Geeder sighed and looked down at her hands. “Things . . . are what they are, I guess,” she said, quietly.
“Yes,” said Zeely. “No pretty robe was able to make me more than what I was and no little woman could make me the night.”
“But you are different,” Geeder said. “You are the most different person I’ve ever talked to.”
“Am I?” Zeely said, her voice kind. “And you want to be different, too?”
Geeder was suddenly shy. She took hold of her beads and ran her fingers quickly over them. “I’d like to be just like you, I guess, Miss Zeely,” she said.
Zeely smiled. “To be so tall that wherever you went, people stared and questioned? You’d like to be able to call a hog to you and have it follow you as though it were a puppy?” She laughed. The sound of it was harsh. “Hogs see me as just another animal—did you know that? Their scent is my scent, that is all there is to it. As for being so tall, I would like once in a while not to have people notice me or wonder about my height. No,” Zeely added, “I don’t think you’d enjoy being like me or being different the way I am.”
“I guess not, then,” Geeder said. “I mean, I don’t know.” She stopped in confusion.
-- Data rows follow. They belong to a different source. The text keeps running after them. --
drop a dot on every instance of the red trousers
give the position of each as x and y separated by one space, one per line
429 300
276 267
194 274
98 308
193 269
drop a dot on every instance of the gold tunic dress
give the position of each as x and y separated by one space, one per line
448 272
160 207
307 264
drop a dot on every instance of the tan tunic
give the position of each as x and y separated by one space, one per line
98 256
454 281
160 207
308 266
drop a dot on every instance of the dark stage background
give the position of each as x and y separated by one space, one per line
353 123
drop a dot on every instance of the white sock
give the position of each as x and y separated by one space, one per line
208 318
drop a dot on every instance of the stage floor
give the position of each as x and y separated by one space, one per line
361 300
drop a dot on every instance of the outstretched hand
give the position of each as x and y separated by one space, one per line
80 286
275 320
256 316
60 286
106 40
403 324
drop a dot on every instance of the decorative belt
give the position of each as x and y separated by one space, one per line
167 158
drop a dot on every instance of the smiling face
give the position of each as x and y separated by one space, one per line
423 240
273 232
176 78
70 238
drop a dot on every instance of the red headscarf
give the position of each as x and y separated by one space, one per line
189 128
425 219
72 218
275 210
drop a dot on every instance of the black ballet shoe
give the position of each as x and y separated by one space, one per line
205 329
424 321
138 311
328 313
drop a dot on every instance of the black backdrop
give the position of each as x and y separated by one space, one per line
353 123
She would never have imagined that Zeely didn’t like being tall. “I want to be . . . to be . . .” She paused.
“Whoever it is you are when you’re not being Geeder,” Zeely said, finishing for her. “The person you are when you’re not making up stories. Not Geeder and not even me, but yourself—is that what you want, Elizabeth?” Zeely looked deeply at Geeder, as if the image of her were fading away. “I stopped making up tales a long time ago,” she said, “and now I am myself.”
Geeder was so startled she could not say anything. And the way Zeely called her Elizabeth, just as though they were the same age, caused a pleasant, quiet feeling to grow within her. What she had promised herself at the beginning of the summer crossed Geeder’s mind. I won’t be silly. I won’t play silly games with silly girls.
But I was silly, she thought. I made up myself as Geeder and I made up Zeely to be a queen.
She let go of her bright necklaces and smoothed her hands over her hair.
“Myself . . .” she whispered. “Yes, I guess so.”
Zeely Tayber ruffled the creases from her long robe and then stood up to leave. She was tall and beautiful there, before Geeder. Her expression was soft.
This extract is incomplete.